Désamour pour les livrets réglementés : un basculement historique vers l'assurance vie

Le paysage de l'épargne en France traverse une phase de mutation profonde suite à l'érosion des taux réglementés amorcée en février 2025. Face à des rendements devenus moins compétitifs, les ménages procèdent à des arbitrages massifs, délaissant les livrets liquides au profit de solutions de placement plus rémunératrices.
Une décollecte marquée pour les supports d'épargne classiques
Le reflux des capitaux sur les placements de court terme se confirme. Selon les dernières données publiées par la Caisse des Dépôts, le duo emblématique formé par le Livret A et le LDDS a affiché un solde négatif de 960 millions d'euros sur le seul mois de novembre. Ce désintérêt s'explique principalement par un rendement qui stagne à 1,7 % depuis le mois d'août, avec la perspective d'un nouvel ajustement à la baisse prévu pour février prochain.
Le Livret d'Épargne Populaire (LEP), malgré son statut de protection pour les revenus modestes, n'échappe pas à cette tendance. Bien que son encours global atteigne 80,9 milliards d'euros à la fin novembre, il a subi une fuite de 1,5 milliard d'euros entre janvier et octobre. Son taux, fixé à 2,7 % depuis l'été dernier, semble ne plus suffire à compenser l'attrait des nouvelles offres de marché.
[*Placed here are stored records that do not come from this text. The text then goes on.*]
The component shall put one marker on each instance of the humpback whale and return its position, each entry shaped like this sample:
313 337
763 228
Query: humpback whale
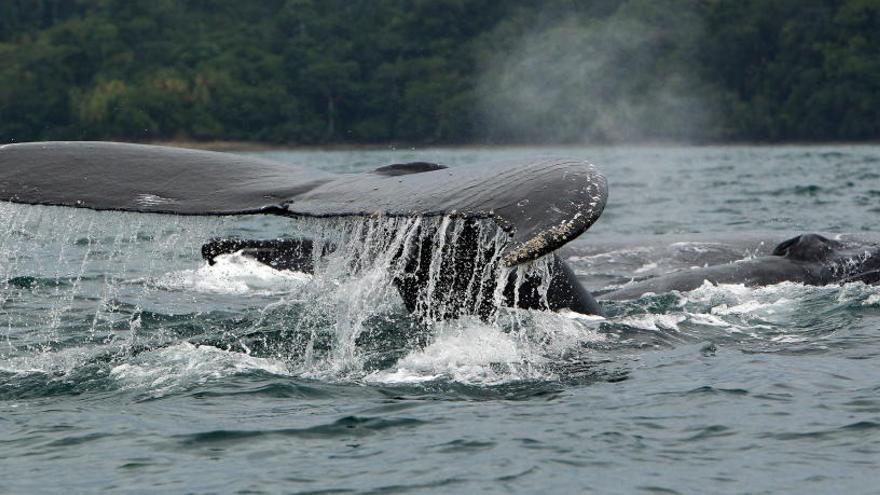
539 206
810 259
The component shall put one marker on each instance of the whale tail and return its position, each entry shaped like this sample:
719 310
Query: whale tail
454 288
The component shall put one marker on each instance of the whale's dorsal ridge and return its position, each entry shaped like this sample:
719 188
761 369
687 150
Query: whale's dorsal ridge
806 247
408 168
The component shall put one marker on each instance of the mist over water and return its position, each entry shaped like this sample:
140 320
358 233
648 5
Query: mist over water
623 77
126 361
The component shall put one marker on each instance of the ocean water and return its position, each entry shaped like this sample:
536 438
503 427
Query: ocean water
128 365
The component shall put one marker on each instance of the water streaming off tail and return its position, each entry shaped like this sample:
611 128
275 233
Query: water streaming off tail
389 298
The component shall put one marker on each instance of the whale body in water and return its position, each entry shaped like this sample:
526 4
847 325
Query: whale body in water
539 205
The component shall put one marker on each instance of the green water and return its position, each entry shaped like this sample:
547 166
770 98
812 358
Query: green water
128 365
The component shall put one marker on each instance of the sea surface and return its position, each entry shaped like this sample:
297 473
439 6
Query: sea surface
128 365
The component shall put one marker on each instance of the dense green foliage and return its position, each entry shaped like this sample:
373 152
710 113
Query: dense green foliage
430 71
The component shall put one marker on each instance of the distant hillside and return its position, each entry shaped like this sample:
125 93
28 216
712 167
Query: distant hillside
440 71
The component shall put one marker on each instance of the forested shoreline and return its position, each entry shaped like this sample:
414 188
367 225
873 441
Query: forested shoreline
440 71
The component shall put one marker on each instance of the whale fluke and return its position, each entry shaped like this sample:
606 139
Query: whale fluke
542 204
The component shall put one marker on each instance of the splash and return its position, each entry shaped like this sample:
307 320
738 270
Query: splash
83 289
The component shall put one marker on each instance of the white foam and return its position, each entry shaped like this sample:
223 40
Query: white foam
474 353
234 274
185 364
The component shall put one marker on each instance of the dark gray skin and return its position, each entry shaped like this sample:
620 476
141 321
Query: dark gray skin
564 290
809 259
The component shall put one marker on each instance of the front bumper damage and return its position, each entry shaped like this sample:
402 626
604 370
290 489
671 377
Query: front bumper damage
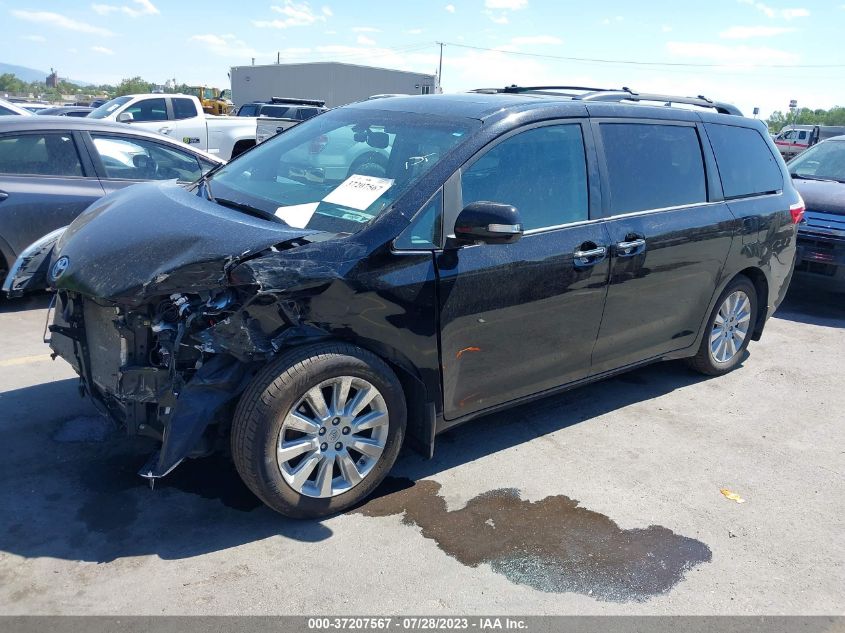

| Type de placement | Taux actuel (fin 2025) | Encours total (milliards €) |
|---|---|---|
| Livret A & LDDS | 1,7 % | 600,8 |
| LEP | 2,7 % | 80,9 |
| Fonds en euros (moyenne) | ~2,5 % | - |
Le renouveau de l'assurance vie comme refuge de performance
Ce retrait massif des livrets réglementés profite directement à l'assurance vie. Philippe Crevel, à la tête du Cercle de l'Épargne, souligne que les versements pourraient atteindre le seuil symbolique des 50 milliards d'euros d'ici la fin de l'année. Les épargnants sont séduits par le fonds en euros qui combine garantie du capital et rendements supérieurs. En 2025, si la moyenne du marché devrait s'établir autour de 2,5 %, les contrats d'élite affichent des performances allant jusqu'à 3,60 %.
L'attractivité est d'autant plus forte que de nombreux acteurs du secteur proposent des politiques de taux "boostés" pour capter les liquidités sortantes des banques de détail. Cette stratégie permet aux investisseurs de bénéficier d'une fiscalité avantageuse sur le long terme tout en profitant d'une rémunération bien plus dynamique que celle du Livret A, dont la cote de popularité s'effrite depuis le mois d'août.
Les perspectives du marché financier pour le premier trimestre 2026
La hiérarchie des placements semble désormais stabilisée au profit des supports longs. Les ménages français, autrefois attachés à la disponibilité immédiate du Livret A, acceptent désormais de bloquer une partie de leurs économies pour contrer la baisse des taux courts. Le plafond du LEP, toujours limité à 22 822,54 euros, reste une niche spécifique, mais l'essentiel de la bataille pour l'épargne se joue désormais sur les supports capables d'offrir plus de 3 % de rendement brut.
Les professionnels du secteur anticipent que ce mouvement de vases communicants se poursuivra tant que l'écart de rémunération entre les fonds euros et les livrets réglementés restera supérieur à un point. La prudence reste toutefois de mise pour 2026, car les futures décisions de la Banque de France sur le calcul de l'usure et des taux d'épargne pourraient à nouveau rebattre les cartes du patrimoine des Français.